Dalam rangka menunjang peningkatan kompetensi mahasiswa serta memfasilitasi fakultas untuk mempersiapkan Surat Keterangan Pendamping Ijazah (SKPI) Sekolah Vokasi Universitas Djuanda mengadakan roadshow ke setiap fakultas selama kurun waktu 17 – 20 Mei 2022. Kegiatan ini bertujuan untuk menginventarisasi kebutuhan-kebutuhan kompetensi untuk menunjang penerbitan SKPI yang dapat memfasilitasi mahasiswa dan alumni dalam meniti karier setelah lulus.

Ditemui saat sesi wawancara, Kepala Sekolah Vokasi Ir. H. Himmatul Miftah, M.Si mengatakan hal ini sejalan dengan tujuan didirikannya Sekolah Vokasi Unida Bogor yakni untuk menunjang kompetensi mahasiswa.

“Tujuan kegiatan ini adalah untuk memfasilitasi terbentuknya Lembaga Sertifikasi Profesi (LSP) yang melibatkan program studi. Kegiatan ini diselenggarakan karena salah satu unsur dalam peningkatan kualitas perguruan tinggi adalah peningkatan kompetensi mahasiswa. Salah satunya bisa dilakukan melalui pendidikan keterampilan dan uji kompetensi baik terstandar lokal maupun Badan Nasional Sertifikasi Profesi (BNSP), ungkapnya

Dijelaskan oleh Kepala Sekolah Vokasi bahwa saat ini program sertifikasi yang ditawarkan kepada fakultas adalah uji kompetensi oleh BNSP dengan program-program antara lain: operator komputer, computer programing,  desain grafis, dan program sertifikasi untuk menciptakan instruktur melalui pelatihan metodologi level 3 dan level 4. Program ini akan dilanjutkan pada bulan Juni mendatang dengan kegiatan sertifikasi kompetensi untuk digital marketing. Kepala Sekolah Vokasi masih melakukan inventarisasi program sertifikasi yang lain.

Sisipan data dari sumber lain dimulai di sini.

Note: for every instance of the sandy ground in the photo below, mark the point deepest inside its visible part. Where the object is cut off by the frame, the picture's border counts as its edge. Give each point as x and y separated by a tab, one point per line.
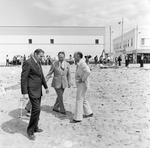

“Sementara sertifikasi yang lain sedang kami inventarisir sesuai kebutuhan prodi. Setelah terinventarisasi, kami akan dapat melaksanakan uji kompetensi kepada para mahasiswa.”

Uji sertifikasi kompetensi ini dapat dilaksanakan oleh lembaga sertifikasi kompetensi lokal. Teknis pelaksanaan sertifikasi kompetensi adalah pembelajaran keterampilan atau unsur-unsur kompetensi yang akan dicapai,  kemudan diuji oleh lembaga lokal di Unida Bogor atau oleh asosiasi profesi. Setelah itu pelaksanaan sertifikasi dilakukan oleh lembaga yang terafiliasi melalui LSP yang mempunya lisensi BNSP.

“Unida Bogor sebelum memiliki LSP internal dapat menjadi penyelenggara atau tempat uji kompetensi,” sambungnya.

Target ke depan dari Sekolah Vokasi Unida Bogor yaitu melakukan pembekalan dan sekaligus uji kompetensi kepada para mahasiswa untuk menyiapkan daya saing lulusan Unida Bogor.

“Lulusan Unida akan siap pakai di dunia kerja dan siap bersaing dengan lulusan-lulusan perguruan tinggi lainnya dengan berbekal sertifikasi kompetensi. Ini akan menjadi bentuk legal formal pernyataan kemampuan dan kapasitas masing-masing lulusan yang menunjukkan bahwa yang bersangkutan mampu sesuai dengan skema yang sudah dia lampaui.”

Sekolah Vokasi Unida Bogor akan mendirikan program studi diploma yang berbeda dengan yang sudah ada. Hal ini untuk menjembatani antara kegiatan pembelajaran di program SMK dan akademik S1. Selain itu sebagai langkah peningkatan memberdayakan masyarakat melalui kursus atau pendidikan keterampilan kepada masyarakat.